Passover in Ethiopia
Passover in Ethiopia is very similar to Passover in Israel. This is because, a large number of Jews trailed from Ethiopia to Israel from Sudan. Hence, Passover not only signifies freedom of Israelis, but also for Ethiopian Jews. The Seder table is embellished with exclusive Ethiopian Jewish folk crafts and hand-embroidered table runners, matzoh mats and other decorations.
Passover in India
On the tropical west coast of India, one can find a small concentration of Jews residing. Instead of serving matzoh ball soup, brisket of beef or chopped liver, Jews in India indulge into ellegal (spice-rubbed fish in cool herb salsa), molagachi (mahogany chicken with black pepper), appam (coconut crepes with date sauce) and masalachi (mutton braised with garlic and coriander).
Passover in Nepal
The Jews celebrate Passover in Nepal with great pomp and show! The "Seder on Top of the World" is one of the largest known Passover Seders in the world, in Kathmandu, Nepal. Every year, Lubavitch rabbis reach the Chabad house in Nepal to arrange for the advent of thousands of Jewish backpackers. They bring a good amount of kosher matzoh, other food items and Haggadahs (Seder prayer book) to celebrate Passover with dignity in Nepal.
Passover in Poland
For centuries, Poland has been a striking destination for the largest and most prominent Jewish community in the world. Every Polish Jew celebrates Passover in a traditional manner. On the seventh day of Passover, Polish Jews re-enact the crossing of Red sea in their living rooms! Amusingly, they pour water on the floors, hike up their clothes, and speak out the name of the towns in the area they would pass while making their crossing.
Passover in Italy
Undoubtedly, gorgeous city of Venice in Italy is a favorite hub for the Jews! According to Italian Jewish tradition, the holy Seder plate is placed on a child's head and then turned around for everyone to glance through. After that, the Seder meal is taken by all, consisting of some Italian styled Jewish dishes like matzoh lasagna, carciofi alla romana and bresaola, Haroset all'italiana, etc.
Passover in Spain
Passover in Spain reveals a prosperous Sephardic Jewish culture during which the Jews observe fasts and consume only selected food items, like rice (considered Kosher by Sephardi Jews), corn, millets, string beans, green peas and chickpeas. Spanish Jews have a unique custom of reciting out the blessings over the first and third cup of wine.

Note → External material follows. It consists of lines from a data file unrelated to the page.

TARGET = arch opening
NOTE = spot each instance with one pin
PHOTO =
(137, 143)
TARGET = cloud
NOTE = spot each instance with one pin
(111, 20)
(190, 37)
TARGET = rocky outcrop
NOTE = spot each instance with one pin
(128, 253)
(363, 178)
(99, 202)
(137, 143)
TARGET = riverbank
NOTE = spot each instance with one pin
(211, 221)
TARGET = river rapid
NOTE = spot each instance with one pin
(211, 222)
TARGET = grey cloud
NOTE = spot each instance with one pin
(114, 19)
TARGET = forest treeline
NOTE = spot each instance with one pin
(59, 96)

In Spain, olive oil is used to prepare the Passover delicacies.
During Passover, at any part of the world, you will find the Jews elevating the spirit of Passover traditionally. It is a time to rejoice, jubilate, re-unite with your loved ones, pamper yourself with mouth-watering recipes and of course recall the struggle and anguish of their ancestors during their slavery in Egypt!